Originally Posted by
tsquare
However you want to do it. All I am saying is that when this comes up there is always a backlash against senior guys flying greenslips, yet nobody ever says anything about the cellar dweller that answers his phone and flies IAs to the tune of a hundred fifty hours pay... And to set the record straight, I am a bottom feeder in my category and prolly will be for a long time.....
Part of the problem with pilots having this attitude versus that regarding overtime flying is the unclear coding and ramifications in DBMS.
For example, a "G" means a green slip. If the pilot getting the GS is a regular lineholder, it is fairly straightforward. He is working on his otherwise days off, permanently solves the company's critical staffing need, gets compensated double pay for it, end of story.
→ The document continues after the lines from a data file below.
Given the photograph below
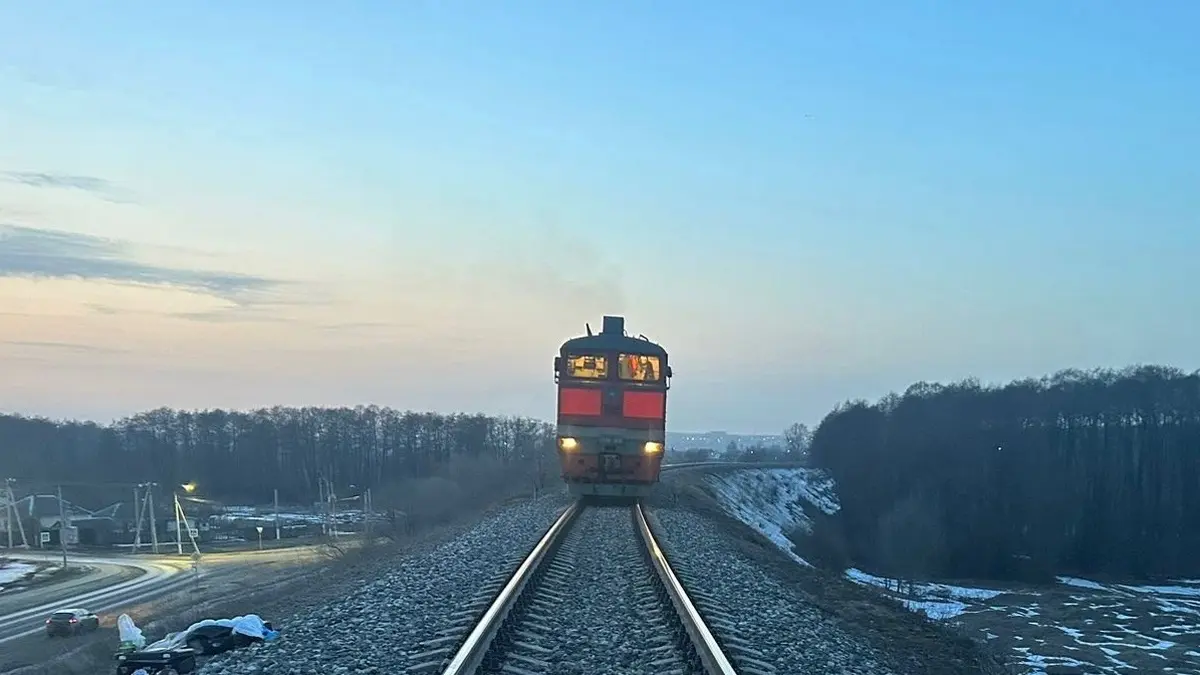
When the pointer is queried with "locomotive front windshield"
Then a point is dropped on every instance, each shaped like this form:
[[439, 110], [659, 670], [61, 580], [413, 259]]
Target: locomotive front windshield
[[587, 366], [640, 368], [630, 368]]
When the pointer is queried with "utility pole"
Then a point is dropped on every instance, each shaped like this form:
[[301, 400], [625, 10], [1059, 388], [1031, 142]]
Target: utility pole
[[63, 527], [9, 508], [13, 513], [333, 511], [369, 509], [137, 519], [324, 506], [154, 519], [179, 531]]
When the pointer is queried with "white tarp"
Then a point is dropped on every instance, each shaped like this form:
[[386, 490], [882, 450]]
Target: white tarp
[[250, 625], [129, 632]]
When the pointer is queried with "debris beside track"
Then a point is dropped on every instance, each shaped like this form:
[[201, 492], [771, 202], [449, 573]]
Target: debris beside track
[[802, 620], [378, 627]]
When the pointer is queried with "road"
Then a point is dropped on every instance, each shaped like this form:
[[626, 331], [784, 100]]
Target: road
[[119, 581]]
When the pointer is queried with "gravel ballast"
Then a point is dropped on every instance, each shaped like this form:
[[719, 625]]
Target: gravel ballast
[[785, 627], [377, 628], [595, 608]]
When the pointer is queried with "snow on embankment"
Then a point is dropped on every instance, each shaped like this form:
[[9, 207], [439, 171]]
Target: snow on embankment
[[13, 572], [775, 501], [940, 602]]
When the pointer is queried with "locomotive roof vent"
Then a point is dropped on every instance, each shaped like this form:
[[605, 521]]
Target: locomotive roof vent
[[613, 326]]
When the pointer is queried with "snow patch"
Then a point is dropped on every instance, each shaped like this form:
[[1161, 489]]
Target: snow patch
[[15, 572], [773, 501], [922, 589], [1081, 583]]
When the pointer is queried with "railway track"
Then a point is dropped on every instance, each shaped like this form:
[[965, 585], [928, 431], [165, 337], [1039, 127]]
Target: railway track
[[595, 595]]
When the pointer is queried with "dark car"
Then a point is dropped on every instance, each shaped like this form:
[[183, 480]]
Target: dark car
[[180, 661], [216, 639], [71, 622]]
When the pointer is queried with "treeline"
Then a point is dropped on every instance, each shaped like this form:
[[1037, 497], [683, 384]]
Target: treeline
[[1079, 472], [244, 457]]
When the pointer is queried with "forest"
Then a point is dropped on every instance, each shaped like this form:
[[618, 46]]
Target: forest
[[1078, 472], [444, 463]]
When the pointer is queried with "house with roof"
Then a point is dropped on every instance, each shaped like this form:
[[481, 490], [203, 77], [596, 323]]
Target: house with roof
[[43, 513]]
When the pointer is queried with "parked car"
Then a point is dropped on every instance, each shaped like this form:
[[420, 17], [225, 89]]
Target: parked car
[[71, 622]]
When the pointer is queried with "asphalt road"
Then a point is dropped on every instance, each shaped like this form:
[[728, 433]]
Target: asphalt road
[[115, 583]]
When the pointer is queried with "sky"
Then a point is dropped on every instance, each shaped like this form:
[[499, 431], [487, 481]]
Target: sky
[[413, 203]]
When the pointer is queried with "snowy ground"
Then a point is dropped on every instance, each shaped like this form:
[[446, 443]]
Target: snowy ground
[[13, 572], [1075, 627]]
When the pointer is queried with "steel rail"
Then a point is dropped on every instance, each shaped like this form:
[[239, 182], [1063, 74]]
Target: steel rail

However, if the pilot is on reserve (see ATL 320A) the ramifications for the company are
completely different. He is flying a GS on his reserve days off, and gets paid for the trip flown above the reserve guarantee...AND gets the days off paid back! He has not permanently solved anything for the company (and good on him), just their problem
that day. But since due to the x-day payback he will no longer be available to them on the days he otherwise would have been, now they have yet another problem to solve a few days later.
A reserve GS, though coded "G" in the DBMS daily trip coverage, functions far more like a green slip with conflict (GSWC, coded "C" in daily trip coverage) than a straight green slip. In fact, I have always wondered why the DBMS trip coverage designator wasn't a different letter for GS flown by reserves vice regulars.